Нравоучение сие было произнесено таким громким голосом, что его, несомненно, услышали даже на противоположном конце зала. Завершил достойный монолог весьма церемонный поклон в сторону мистера Дарси. Гости с удивлением уставились на молодого человека. Многие заулыбались, но никто не выглядел таким рассмешенным, как мистер Беннет. Впрочем, его жена с совершенно серьезным видом похвалила мистера Коллинза за такую разумную речь и полушепотом сообщила леди Лукас о том, как умен и добр этот человек.
Элизабет начинало казаться, будто вся ее семья решила в этот вечер показать себя во всей красе и что едва ли кто-либо сыграет эту роль более вдохновенно, целеустремленно и успешно, чем ее родные. Радовало только то, что некоторые из пассажей прошли не замеченными ни мистером Бингли, ни в особенности его сестрами и что уделять слишком уж много внимания людской глупости и самонадеянности было не в характере хозяина приема. Тем не менее, перспектива того, что уж кто-кто, а мистер Дарси и сестры Бингли не упустят возможность перемыть кости ее родственникам, удручала; и Элизабет так и не смогла определить, что же ей более всего неприятно – мрачное затишье мистера Дарси или полные победного злорадства улыбки мисс Бингли и миссис Херст.
До самого конца приема ничто более не было способно хоть как-то порадовать бедную Элизабет. Ее по-прежнему донимал мистер Коллинз, все время преследовавший барышню по пятам. Хотя тому и не удавалось никакими посулами завлечь кузину на новый танец, он считал себя не вправе приглашать кого-либо еще, и поэтому девушка была обречена терпеть его общество. Тщетны были все ее уговоры обратиться к очаровательным девушкам, в изобилии наполнявшим зал и только и ждавшим, чтобы к ним подошел кавалер. Мистер Коллинз поспешил заверить избранницу в том, что он абсолютно равнодушен к танцам, что в самом начале бала танцевал с Джейн только для того, чтобы зарекомендовать себя в ее глазах, и что теперь он намерен провести весь вечер рядом с ней. Спорить против такого плана у Элизабет не оставалось ни сил, ни желания, и ей приходилось лишь благодарить мисс Лукас за то, что та частенько к ним присоединялась, принимая весь огонь красноречия мистера Коллинза на себя.
Из тех немногих радостей, что остались на этот вечер, было то, что она так ни разу больше и не столкнулась с мистером Дарси, хотя время от времени они все же подходили друг к другу достаточно близко. Молодой человек выглядел настолько расстроенным из-за того, что так и не решился приблизиться на достаточное расстояние для разговора. Элизабет решила, что такое его настроение вполне может быть следствием ее намеков на мистера Уикема, и поэтому злорадно усмехнулась.

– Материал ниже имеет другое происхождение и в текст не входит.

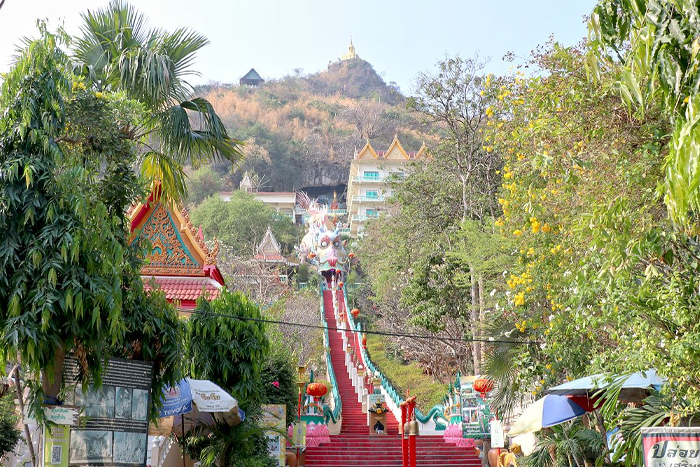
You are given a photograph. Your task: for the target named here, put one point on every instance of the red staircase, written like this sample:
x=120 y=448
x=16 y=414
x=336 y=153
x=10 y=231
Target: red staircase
x=354 y=447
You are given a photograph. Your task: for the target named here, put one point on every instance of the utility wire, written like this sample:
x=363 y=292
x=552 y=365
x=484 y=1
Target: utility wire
x=378 y=333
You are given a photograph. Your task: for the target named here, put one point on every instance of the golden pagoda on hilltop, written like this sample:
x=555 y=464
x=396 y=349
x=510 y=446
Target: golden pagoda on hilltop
x=351 y=52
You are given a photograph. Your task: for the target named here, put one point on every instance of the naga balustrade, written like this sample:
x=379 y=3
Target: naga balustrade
x=332 y=412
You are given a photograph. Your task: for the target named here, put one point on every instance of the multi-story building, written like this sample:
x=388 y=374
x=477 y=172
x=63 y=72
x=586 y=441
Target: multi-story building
x=368 y=189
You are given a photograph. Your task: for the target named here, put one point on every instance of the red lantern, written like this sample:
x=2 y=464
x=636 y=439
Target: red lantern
x=483 y=385
x=316 y=389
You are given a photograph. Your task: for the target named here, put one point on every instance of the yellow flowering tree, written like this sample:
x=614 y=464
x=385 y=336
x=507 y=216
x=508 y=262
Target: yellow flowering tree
x=579 y=201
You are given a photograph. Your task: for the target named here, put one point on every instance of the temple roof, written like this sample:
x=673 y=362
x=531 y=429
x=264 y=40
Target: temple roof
x=395 y=152
x=183 y=291
x=269 y=250
x=176 y=258
x=252 y=74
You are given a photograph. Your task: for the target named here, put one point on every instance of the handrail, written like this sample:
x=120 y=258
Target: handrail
x=433 y=414
x=328 y=414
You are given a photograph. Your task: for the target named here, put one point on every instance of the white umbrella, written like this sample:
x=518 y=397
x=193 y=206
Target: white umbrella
x=632 y=382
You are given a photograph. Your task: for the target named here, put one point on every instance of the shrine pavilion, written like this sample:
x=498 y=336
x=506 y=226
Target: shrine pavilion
x=178 y=262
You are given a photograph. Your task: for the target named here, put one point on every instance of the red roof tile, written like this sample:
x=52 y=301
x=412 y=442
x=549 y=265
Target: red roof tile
x=183 y=289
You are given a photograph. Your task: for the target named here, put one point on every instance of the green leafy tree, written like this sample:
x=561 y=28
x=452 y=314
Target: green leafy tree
x=225 y=344
x=118 y=52
x=61 y=254
x=656 y=42
x=606 y=280
x=203 y=183
x=70 y=283
x=9 y=434
x=241 y=223
x=567 y=444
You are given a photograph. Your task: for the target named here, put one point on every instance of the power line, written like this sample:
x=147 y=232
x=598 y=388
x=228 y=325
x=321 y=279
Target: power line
x=379 y=333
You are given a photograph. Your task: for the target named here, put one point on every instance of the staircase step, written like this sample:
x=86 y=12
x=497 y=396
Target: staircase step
x=354 y=446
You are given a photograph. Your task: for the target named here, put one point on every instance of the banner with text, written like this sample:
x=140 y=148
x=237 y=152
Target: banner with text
x=671 y=446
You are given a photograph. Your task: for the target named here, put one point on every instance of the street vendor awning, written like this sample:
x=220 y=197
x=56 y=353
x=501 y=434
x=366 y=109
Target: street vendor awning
x=634 y=382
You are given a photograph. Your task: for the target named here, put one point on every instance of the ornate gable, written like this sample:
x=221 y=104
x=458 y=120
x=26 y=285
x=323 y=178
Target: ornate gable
x=396 y=151
x=366 y=152
x=174 y=247
x=167 y=253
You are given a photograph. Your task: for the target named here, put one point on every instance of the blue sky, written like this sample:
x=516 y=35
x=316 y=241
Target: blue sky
x=398 y=37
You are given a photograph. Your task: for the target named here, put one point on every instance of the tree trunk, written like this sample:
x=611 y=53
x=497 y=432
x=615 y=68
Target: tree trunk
x=51 y=382
x=474 y=315
x=482 y=316
x=20 y=398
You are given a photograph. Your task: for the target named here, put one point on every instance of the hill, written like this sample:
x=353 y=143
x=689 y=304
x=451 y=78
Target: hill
x=302 y=131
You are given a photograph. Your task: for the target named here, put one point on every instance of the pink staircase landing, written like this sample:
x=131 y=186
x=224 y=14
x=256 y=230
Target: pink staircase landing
x=354 y=447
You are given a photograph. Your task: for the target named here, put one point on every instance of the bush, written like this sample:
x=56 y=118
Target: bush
x=406 y=376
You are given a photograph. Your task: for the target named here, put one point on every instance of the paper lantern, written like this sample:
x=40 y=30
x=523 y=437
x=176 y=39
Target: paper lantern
x=316 y=389
x=483 y=385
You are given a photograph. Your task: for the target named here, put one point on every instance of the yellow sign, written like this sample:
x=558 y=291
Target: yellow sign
x=56 y=445
x=274 y=417
x=299 y=434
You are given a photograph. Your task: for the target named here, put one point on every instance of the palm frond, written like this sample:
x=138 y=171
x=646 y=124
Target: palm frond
x=181 y=46
x=196 y=146
x=164 y=170
x=106 y=33
x=500 y=366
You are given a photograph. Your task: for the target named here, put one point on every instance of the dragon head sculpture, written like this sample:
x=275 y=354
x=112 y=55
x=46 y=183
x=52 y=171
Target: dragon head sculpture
x=322 y=245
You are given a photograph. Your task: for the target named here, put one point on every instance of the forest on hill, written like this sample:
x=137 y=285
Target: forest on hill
x=302 y=130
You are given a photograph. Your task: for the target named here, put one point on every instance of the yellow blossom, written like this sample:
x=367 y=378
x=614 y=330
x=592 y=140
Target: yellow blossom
x=519 y=299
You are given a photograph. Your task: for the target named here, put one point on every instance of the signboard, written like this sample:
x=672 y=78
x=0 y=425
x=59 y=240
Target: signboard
x=668 y=447
x=209 y=397
x=113 y=428
x=56 y=443
x=372 y=399
x=177 y=400
x=497 y=439
x=62 y=414
x=275 y=417
x=299 y=434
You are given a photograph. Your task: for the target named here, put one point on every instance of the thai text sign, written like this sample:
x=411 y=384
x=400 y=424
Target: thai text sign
x=671 y=447
x=274 y=418
x=177 y=399
x=113 y=428
x=62 y=414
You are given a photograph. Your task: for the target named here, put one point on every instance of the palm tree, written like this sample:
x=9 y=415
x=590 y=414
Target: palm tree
x=566 y=444
x=117 y=52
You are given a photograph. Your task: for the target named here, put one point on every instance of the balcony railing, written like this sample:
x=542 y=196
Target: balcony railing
x=362 y=199
x=363 y=217
x=362 y=179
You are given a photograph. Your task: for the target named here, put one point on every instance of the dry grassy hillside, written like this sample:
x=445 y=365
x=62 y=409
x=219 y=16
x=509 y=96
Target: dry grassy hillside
x=300 y=125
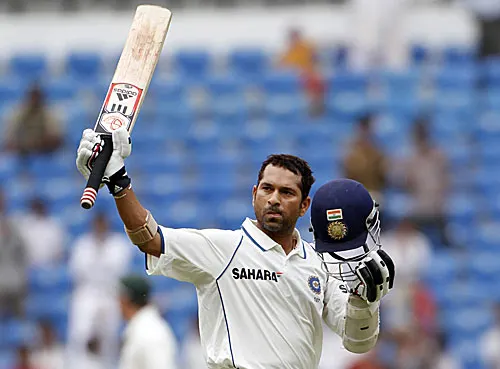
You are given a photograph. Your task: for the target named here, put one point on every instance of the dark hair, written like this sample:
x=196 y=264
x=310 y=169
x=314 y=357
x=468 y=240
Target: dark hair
x=295 y=165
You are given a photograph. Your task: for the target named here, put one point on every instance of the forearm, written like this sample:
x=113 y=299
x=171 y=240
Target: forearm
x=133 y=216
x=361 y=325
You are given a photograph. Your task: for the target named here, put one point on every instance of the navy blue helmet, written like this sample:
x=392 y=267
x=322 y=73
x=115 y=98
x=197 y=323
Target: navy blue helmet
x=346 y=226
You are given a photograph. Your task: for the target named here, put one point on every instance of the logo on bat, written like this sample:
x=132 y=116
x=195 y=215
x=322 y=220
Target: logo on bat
x=119 y=107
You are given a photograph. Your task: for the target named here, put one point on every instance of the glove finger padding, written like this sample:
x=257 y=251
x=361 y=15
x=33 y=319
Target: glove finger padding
x=376 y=273
x=122 y=143
x=390 y=266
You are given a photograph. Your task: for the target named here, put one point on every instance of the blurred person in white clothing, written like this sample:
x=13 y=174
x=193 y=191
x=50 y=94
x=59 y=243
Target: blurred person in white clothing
x=49 y=353
x=46 y=238
x=409 y=246
x=334 y=355
x=193 y=356
x=148 y=341
x=98 y=260
x=378 y=37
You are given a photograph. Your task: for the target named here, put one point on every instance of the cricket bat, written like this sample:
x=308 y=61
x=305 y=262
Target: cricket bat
x=128 y=86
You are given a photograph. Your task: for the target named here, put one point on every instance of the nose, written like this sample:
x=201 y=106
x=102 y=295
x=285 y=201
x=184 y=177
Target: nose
x=274 y=199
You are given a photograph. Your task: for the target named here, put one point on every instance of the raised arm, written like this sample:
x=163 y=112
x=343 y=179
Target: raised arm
x=140 y=225
x=136 y=218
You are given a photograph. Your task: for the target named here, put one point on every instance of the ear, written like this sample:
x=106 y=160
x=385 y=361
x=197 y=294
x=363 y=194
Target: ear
x=305 y=205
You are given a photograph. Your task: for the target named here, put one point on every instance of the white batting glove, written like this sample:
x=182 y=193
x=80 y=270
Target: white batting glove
x=375 y=274
x=90 y=146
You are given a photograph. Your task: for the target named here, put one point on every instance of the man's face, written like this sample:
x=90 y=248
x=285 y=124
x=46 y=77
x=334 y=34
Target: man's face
x=277 y=200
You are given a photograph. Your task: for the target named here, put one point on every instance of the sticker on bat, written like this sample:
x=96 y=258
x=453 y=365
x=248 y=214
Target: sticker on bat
x=119 y=106
x=113 y=121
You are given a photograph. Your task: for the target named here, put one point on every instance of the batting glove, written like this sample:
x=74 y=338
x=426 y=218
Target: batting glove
x=375 y=274
x=115 y=175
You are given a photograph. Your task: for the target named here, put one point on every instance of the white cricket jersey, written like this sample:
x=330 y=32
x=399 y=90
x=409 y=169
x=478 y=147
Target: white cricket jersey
x=258 y=307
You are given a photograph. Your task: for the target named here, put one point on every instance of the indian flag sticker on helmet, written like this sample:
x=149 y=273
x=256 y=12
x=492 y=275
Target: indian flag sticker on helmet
x=333 y=214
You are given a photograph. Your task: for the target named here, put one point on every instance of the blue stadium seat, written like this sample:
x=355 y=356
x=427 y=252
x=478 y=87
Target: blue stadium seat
x=53 y=279
x=227 y=85
x=347 y=81
x=232 y=211
x=233 y=110
x=282 y=83
x=248 y=63
x=7 y=359
x=84 y=66
x=443 y=269
x=455 y=101
x=461 y=207
x=11 y=91
x=420 y=55
x=467 y=320
x=20 y=332
x=192 y=64
x=484 y=266
x=458 y=56
x=167 y=90
x=449 y=78
x=286 y=109
x=491 y=72
x=28 y=67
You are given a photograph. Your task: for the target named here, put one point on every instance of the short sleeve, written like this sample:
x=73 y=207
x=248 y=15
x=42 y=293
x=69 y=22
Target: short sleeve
x=334 y=311
x=192 y=255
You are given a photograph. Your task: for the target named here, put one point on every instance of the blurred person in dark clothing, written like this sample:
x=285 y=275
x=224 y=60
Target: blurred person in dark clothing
x=425 y=176
x=24 y=358
x=411 y=248
x=33 y=129
x=13 y=265
x=487 y=13
x=365 y=162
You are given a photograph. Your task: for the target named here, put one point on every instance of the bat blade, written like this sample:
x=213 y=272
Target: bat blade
x=129 y=85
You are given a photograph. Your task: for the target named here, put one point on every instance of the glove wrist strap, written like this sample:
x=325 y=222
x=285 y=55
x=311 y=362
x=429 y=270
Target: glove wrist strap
x=118 y=182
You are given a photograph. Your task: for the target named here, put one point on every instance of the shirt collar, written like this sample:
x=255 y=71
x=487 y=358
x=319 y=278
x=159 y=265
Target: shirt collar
x=266 y=243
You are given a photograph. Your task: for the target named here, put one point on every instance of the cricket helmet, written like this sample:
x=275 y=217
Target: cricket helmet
x=346 y=226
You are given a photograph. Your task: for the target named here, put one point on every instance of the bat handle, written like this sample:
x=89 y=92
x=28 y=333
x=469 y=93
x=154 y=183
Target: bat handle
x=94 y=182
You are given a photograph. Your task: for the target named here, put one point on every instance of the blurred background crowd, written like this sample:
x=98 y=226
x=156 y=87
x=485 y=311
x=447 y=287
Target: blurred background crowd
x=419 y=126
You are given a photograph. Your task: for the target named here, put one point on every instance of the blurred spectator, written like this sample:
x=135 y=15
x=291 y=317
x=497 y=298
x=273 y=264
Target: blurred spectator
x=24 y=358
x=411 y=252
x=300 y=53
x=46 y=238
x=365 y=162
x=49 y=353
x=34 y=129
x=334 y=355
x=13 y=265
x=98 y=260
x=487 y=13
x=490 y=342
x=301 y=56
x=426 y=179
x=148 y=341
x=193 y=354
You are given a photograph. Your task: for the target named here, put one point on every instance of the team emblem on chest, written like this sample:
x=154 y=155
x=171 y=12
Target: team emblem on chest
x=314 y=284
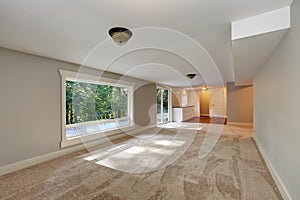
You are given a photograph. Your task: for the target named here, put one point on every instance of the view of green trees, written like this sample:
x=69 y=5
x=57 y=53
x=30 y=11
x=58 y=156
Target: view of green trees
x=90 y=102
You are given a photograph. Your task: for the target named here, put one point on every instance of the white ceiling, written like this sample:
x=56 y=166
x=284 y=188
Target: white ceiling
x=69 y=30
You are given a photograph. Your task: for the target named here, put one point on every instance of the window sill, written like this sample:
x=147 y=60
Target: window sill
x=95 y=136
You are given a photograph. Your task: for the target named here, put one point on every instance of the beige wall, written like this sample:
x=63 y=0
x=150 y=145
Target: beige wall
x=277 y=108
x=30 y=105
x=239 y=103
x=204 y=103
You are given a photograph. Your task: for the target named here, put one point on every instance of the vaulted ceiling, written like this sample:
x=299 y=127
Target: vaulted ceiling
x=76 y=31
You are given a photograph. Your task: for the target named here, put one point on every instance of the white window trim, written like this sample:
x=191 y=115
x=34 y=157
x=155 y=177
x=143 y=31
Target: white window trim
x=93 y=79
x=169 y=103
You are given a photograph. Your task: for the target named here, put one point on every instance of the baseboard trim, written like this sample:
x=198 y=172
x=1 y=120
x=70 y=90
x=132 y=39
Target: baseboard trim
x=283 y=190
x=43 y=158
x=242 y=124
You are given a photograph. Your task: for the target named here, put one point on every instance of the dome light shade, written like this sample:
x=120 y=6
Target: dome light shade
x=120 y=35
x=191 y=76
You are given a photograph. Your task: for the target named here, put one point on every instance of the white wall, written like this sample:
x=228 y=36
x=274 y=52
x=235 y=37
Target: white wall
x=239 y=104
x=30 y=104
x=277 y=107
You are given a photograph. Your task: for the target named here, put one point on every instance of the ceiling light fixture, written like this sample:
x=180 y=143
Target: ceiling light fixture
x=191 y=76
x=120 y=35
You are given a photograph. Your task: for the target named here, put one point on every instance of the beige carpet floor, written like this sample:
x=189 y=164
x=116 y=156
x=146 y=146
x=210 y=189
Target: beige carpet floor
x=164 y=165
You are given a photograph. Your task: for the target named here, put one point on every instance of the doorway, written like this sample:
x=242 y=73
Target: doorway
x=163 y=105
x=204 y=103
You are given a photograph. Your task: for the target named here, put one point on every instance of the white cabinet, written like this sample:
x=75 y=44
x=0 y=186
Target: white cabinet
x=183 y=113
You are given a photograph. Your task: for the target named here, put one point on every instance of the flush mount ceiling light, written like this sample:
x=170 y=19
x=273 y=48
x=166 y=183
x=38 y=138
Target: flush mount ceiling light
x=120 y=35
x=191 y=76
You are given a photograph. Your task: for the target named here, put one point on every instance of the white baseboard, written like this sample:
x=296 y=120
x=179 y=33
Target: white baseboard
x=242 y=124
x=43 y=158
x=283 y=190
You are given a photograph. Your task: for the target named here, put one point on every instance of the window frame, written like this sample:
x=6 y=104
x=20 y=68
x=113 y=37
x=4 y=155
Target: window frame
x=92 y=79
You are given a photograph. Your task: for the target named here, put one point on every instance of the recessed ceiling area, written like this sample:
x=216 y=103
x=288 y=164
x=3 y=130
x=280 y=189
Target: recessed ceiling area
x=69 y=31
x=146 y=64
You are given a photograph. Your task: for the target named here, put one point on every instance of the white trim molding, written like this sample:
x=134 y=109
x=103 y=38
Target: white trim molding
x=283 y=190
x=242 y=124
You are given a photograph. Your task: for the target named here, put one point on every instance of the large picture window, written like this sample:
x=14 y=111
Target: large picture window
x=92 y=106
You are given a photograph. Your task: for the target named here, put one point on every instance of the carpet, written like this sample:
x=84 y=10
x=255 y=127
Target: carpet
x=162 y=163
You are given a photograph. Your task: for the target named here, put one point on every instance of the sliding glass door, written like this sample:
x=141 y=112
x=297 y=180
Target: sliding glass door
x=163 y=105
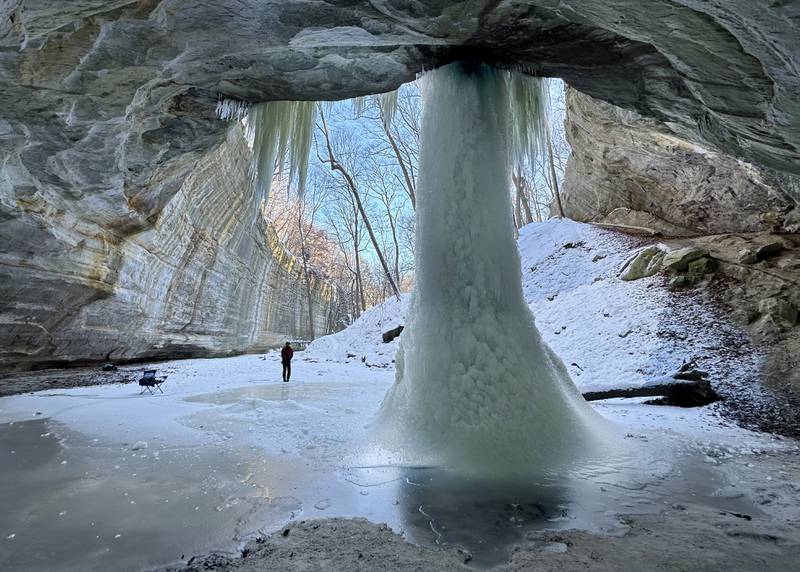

Компания из Лонгбурна покидала бал одной из последних и, благодаря маневрам миссис Беннет, была вынуждена, ждать экипаж целую четверть часа, чтобы в полной мере насладиться обильными и сердечными пожеланиями отправляться с миром и с Богом со стороны хозяев. Миссис Херст и мисс Бингли едва раскрыли рты, да и то лишь затем, чтобы посетовать на усталость. Впрочем, за всем их томным видом легко угадывалось куда более энергичное нетерпение поскорее избавиться от засидевшихся гостей. Они с упоением отклоняли всякие попытки миссис Беннет завязать диалог и настолько в том преуспели, что ввергли во вселенскую тоску все семейство Беннетов, которое оставалось безутешным даже после красноречивых и витиеватых благодарностей мистера Коллинза в адрес мистера Бингли и его сестер за элегантность убранства дома, гостеприимство и вежливость, коей было особо отмечено их общение с приглашенными. Дарси не произнес ни слова. Мистер Беннет смаковал сцену прощания не менее молчаливо. Мистер Бингли и Джейн стояли немного в стороне, не обращая на остальных никакого внимания. Даже неутомимая Лидия впала в тоску, в сотый раз услышав: «Господи, как же я устала!» – и лицезрев плохо скрываемый зевок.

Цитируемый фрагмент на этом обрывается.